Chemieindustrie in Deutschland: Noch zu abhängig von den Fossilen

In der kommenden Woche findet im Kanzleramt ein Chemiegipfel statt. Der Sektor verbraucht mehr Energie als jeder andere Industriezweig, so eine Studie.

Blick auf das Areal eines Chemiewerks

Energieintensiv: das BASF-Werk in Ludwigshafen Foto: Jochen Eckel/imago

BERLIN taz | Ist derzeit in der Debatte um den Industriestrompreis von energieintensiven Unternehmen die Rede, dann geht es vor allem auch um eine Branche: die Chemieindustrie. Denn deutsche Chemiefirmen haben im Jahr 2020 insgesamt 383 Milliarden Kilowattstunden an Energie und Rohstoffe wie Öl und Gas verbraucht, wie eine am Mittwoch vom Umweltverband BUND veröffentlichte Studie zeigt. Demnach stehen die rund 750 hiesigen Chemieunternehmen für ein Viertel des Energieverbrauchs der deutschen Industrie.

„Die Chemieindustrie frisst fossile Rohstoffe und treibt damit die Klima- und Ressourcenkrise massiv voran“, kommentierte BUND-Geschäftsführerin Antje von Broock die Studienergebnisse. Alleine mit dem Gasverbrauch der chemischen Industrie könnten 38 Prozent des Gasbedarfs der Privathaushalte gedeckt werden.

„Besonders erschreckend“ für von Broock: Ein Fünftel seines Energie- und Rohstoffbedarfs verwende der Chemiesektor für die Produktion von Plastikverpackungen – also Müll. In diesem Zusammenhang erinnert die Organisation daran, dass die Bundesregierung in ihrem Koalitionsvertrag versprochen habe, den Ressourcenverbrauch zu senken.

Für die Chemieindustrie sind Erdöl und Erdgas die beiden wichtigsten Rohstoffe. Beide werden in der Produktion eingesetzt.

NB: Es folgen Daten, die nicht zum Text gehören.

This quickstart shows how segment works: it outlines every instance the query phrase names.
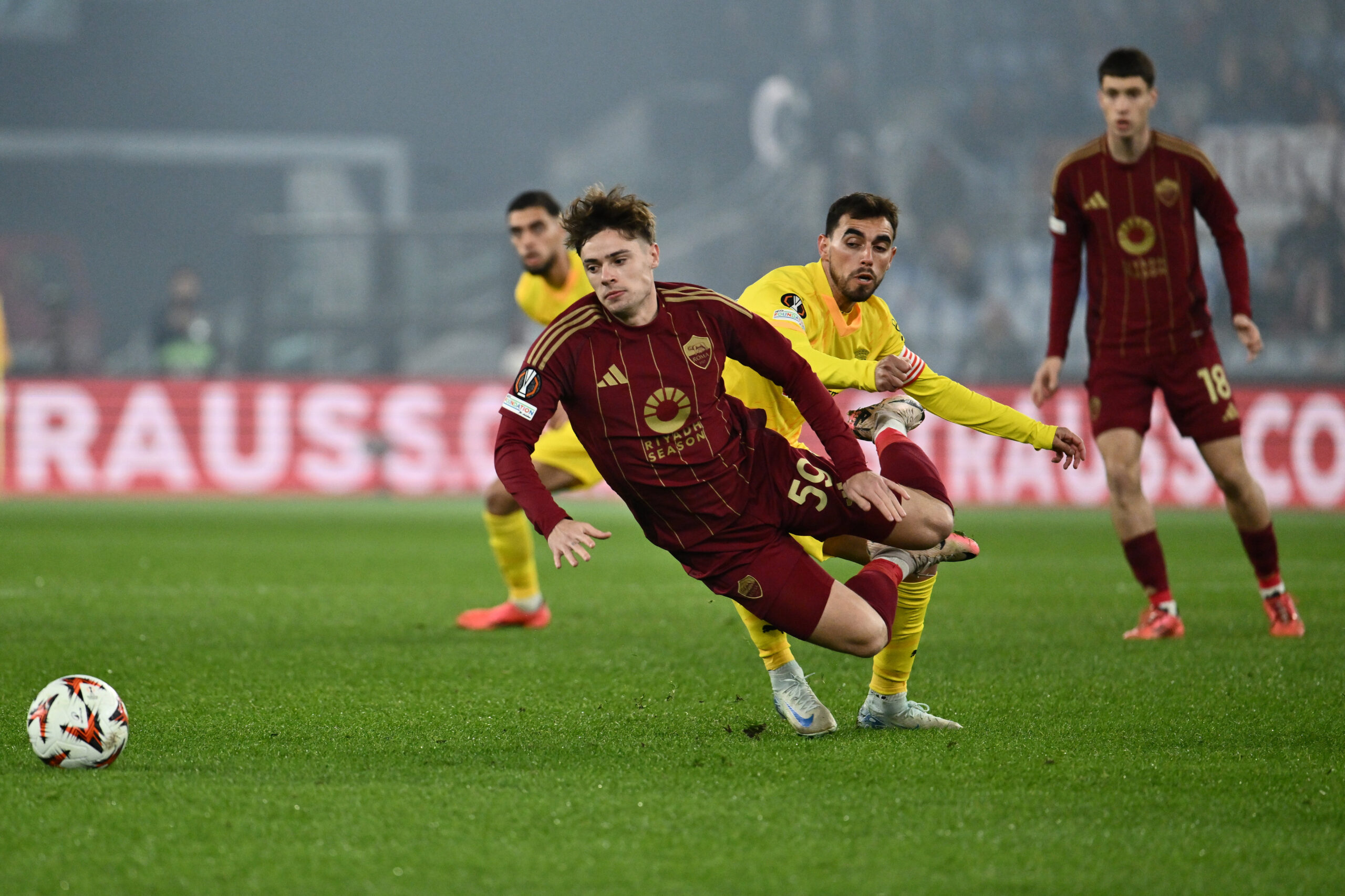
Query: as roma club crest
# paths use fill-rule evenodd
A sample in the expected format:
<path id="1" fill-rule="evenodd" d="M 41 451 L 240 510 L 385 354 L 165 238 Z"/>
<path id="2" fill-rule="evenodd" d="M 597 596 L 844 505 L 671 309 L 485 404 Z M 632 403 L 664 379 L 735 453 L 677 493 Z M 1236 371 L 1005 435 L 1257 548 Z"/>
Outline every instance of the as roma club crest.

Erdgas dient darüber hinaus zur Wärmegewinnung. Wärme aus Erdgas macht 18 Prozent der verwendeten Energiebedarfs des Chemiesektors aus. Strom spielt in der Branche bisher eine weniger wichtige Rolle.

Dennoch wird es bei dem am Mittwoch kommender Woche im Kanzleramt stattfindenden Chemiegipfel vornehmlich um den Industriestrompreis gehen. „Immer häufiger fallen Investitionsentscheidungen gegen den Standort Deutschland und somit gegen Zehntausende Arbeitsplätze“, heißt es im Vorfeld des Gipfels in einem Papier einer „Chemie-Allianz“ von mittlerweile zwölf Bundesländern.

Höherer Strombedarf durch Dekarbonisierung

Ohne preiswerte Energie könne jedoch keine Industrie bestehen. So fordern die Länder die Ampel auf, mit geeigneten Maßnahmen schnellstmöglich einen international wettbewerbsfähigen Strompreis zu gewährleisten, der auch dem energieintensiven Mittelstand sowie den Betreibern von Chemieparks offenstehe.

Denn im Rahmen eines klimafreundlichen Umbaus der Industrie werden Prozesse, für die es derzeit Gas und Erdöl braucht, auf elektrische Prozesse umgestellt werden müssen. „Die Strompreise sind dabei von herausragender Bedeutung, denn in sehr vielen Fällen erfordert die Dekarbonisierung der Prozesse große Mengen Strom“, argumentiert das von Robert Habeck geführte Wirtschaftsministerium für einen Indus­triestrompreis. Bisher scheiterte dessen Einführung am Veto von Kanzler Olaf Scholz (SPD) und der FDP.

Unterdessen erarbeitete der Ökonom Tom Krebs eine Alternative zum Industriestrompreis. Demnach könnte die Strompreisbremse modifiziert und bis maximal 2030 verlängert werden. Eine solche Maßnahme wäre „ein zentraler Baustein einer übergreifenden wirtschaftspolitischen Stärkung der deutschen Wirtschaft“, schreibt Krebs in einer von der gewerkschaftsnahen Hans-Böckler-Stiftung geförderten Studie.

Von dieser Maßnahme hätten nicht nur die energieintensive Industrie, sondern auch kleinere Unternehmen und private Haushalte etwas. Denn auch für diese soll laut Krebs der Strompreis gedeckelt werden. Für tarifgebundene Unternehmen schlägt der Ökonom einen zusätzlichen Rabatt beim Strompreis vor.